- Description: SLURM is an open-source job scheduler, used by HPCs.
- Version: 15.08.8
The SLURM (Simple Linux Utility for Resource Management) workload manager is a free and open-source job scheduler for the Linux kernel. It is used by Viper and many of the world's supercomputers (and clusters).
- First, it allocates exclusive and/or non-exclusive access to resources (computer nodes) to users for some duration of time so they can perform work.
- Second, it provides a framework for starting, executing, and monitoring work (typically a parallel job such as MPI) on a set of allocated nodes.
- Thirdly, it arbitrates contention for resources by managing a queue of pending jobs.

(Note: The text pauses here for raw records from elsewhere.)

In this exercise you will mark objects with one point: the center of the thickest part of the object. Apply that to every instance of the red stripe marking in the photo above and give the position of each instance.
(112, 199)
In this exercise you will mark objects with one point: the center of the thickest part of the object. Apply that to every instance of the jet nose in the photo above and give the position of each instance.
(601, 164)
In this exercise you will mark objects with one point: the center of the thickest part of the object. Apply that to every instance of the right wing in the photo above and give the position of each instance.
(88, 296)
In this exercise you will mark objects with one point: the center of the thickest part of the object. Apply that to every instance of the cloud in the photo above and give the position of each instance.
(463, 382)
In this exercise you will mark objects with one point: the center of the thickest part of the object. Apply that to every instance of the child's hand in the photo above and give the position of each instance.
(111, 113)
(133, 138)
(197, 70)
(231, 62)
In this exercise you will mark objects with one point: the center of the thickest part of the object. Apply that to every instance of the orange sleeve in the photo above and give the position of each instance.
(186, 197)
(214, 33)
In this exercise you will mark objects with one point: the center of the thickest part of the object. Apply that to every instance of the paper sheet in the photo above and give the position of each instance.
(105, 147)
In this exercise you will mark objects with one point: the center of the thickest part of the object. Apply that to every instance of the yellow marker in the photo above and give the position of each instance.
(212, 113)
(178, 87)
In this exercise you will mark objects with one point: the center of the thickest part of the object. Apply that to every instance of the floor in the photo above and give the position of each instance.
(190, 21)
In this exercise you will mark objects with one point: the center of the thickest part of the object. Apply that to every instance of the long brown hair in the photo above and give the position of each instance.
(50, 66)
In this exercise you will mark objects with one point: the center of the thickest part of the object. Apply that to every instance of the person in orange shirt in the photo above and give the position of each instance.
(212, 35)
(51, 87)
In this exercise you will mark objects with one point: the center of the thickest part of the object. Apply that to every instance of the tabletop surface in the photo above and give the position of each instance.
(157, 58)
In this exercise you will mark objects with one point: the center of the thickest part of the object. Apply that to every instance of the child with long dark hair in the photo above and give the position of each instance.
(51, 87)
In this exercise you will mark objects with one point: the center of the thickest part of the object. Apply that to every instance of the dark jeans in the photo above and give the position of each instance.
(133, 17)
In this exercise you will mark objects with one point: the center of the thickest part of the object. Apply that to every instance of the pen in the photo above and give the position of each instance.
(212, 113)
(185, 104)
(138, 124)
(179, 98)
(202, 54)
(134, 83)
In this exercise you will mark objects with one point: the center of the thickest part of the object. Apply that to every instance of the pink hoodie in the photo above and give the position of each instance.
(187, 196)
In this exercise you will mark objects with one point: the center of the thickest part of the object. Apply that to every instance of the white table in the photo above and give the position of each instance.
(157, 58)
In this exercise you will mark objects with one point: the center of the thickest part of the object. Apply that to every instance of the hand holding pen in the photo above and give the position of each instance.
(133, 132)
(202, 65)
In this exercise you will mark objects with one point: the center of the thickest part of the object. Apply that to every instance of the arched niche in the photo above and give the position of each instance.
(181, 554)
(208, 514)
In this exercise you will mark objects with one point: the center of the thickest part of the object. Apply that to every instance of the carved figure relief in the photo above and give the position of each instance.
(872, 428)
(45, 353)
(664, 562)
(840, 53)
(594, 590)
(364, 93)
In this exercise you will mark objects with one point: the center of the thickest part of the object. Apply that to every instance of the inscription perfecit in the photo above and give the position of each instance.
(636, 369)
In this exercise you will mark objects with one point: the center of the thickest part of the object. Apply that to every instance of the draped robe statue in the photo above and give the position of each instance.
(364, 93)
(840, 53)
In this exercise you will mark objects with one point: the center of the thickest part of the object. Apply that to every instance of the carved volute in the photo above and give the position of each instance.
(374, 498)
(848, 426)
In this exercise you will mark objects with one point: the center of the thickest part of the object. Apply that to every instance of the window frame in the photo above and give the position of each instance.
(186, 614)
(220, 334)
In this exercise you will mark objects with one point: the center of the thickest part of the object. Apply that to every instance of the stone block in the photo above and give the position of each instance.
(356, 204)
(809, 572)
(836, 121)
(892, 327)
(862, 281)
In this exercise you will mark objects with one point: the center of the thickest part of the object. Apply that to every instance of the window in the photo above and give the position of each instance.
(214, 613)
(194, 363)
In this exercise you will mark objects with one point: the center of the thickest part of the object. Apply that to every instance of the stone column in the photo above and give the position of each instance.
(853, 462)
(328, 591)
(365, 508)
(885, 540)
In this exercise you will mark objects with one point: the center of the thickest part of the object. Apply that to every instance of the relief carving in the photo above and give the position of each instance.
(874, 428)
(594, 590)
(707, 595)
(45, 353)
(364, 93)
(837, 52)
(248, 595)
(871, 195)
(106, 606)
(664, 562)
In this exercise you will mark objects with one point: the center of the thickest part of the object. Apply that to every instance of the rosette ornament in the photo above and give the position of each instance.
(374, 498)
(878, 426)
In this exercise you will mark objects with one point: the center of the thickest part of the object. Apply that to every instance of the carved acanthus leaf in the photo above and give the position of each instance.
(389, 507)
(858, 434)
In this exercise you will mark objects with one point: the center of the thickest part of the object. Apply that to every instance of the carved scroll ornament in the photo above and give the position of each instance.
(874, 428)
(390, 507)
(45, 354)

Slurm takes your batch job submission and execute it across the computing nodes of Viper. How it is processed will depend on a number of factors including the queue it is submitted to, jobs already submitted to the queue etc.
Common Slurm Commands
|sbatch||Submits a batch script to SLURM. The batch script may be given to sbatch through a file name on the command line, or if no file name is specified, sbatch will read in a script from standard input.|
|squeue||Used to view job and job step information for jobs managed by SLURM.|
|scancel||Used to signal or cancel jobs, job arrays or job steps.|
|sinfo||Used to view partition and node information for a system running SLURM.|
Used to submit a job to Slurm.
[username@login01 ~]$ sbatch jobfile.job Submitted batch job 289535
|The number displayed (289535) is the Job ID|
squeue shows information about jobs in the scheduling queue
[username@login01 ~]$ squeue JOBID PARTITION NAME USER ST TIME NODES NODELIST(REASON) 306414 compute clasDFT user R 16:36 1 c006 306413 compute mpi_benc user R 31:02 2 c[005,007] 306411 compute orca_1n user R 1:00:32 1 c004 306410 compute orca_1n user R 1:04:17 1 c003 306409 highmem cnv_obit user R 11:37:17 1 c232 306407 compute 20M4_20 user R 11:45:54 1 c012 306406 compute 20_ML_20 user R 11:55:40 1 c012
|JOBID||The unique identifier assinged to a job|
|PARTITION||The type of node the job is running on e.g. compute, highmem, GPU|
|NAME||Name of job|
|USER||User ID of job owner|
|ST||Job state code e.g. R stands for 'Running'|
|TIME||Length of time a job has been running|
|NODES||Amount of nodes a job is running on|
|NODELIST(REASON)||List of nodes a job is running on, also provides reason a job is not running e.g. a dependency on a node.|
scancel is used to cancel currently running jobs. Only jobs running under your userid may be canceled.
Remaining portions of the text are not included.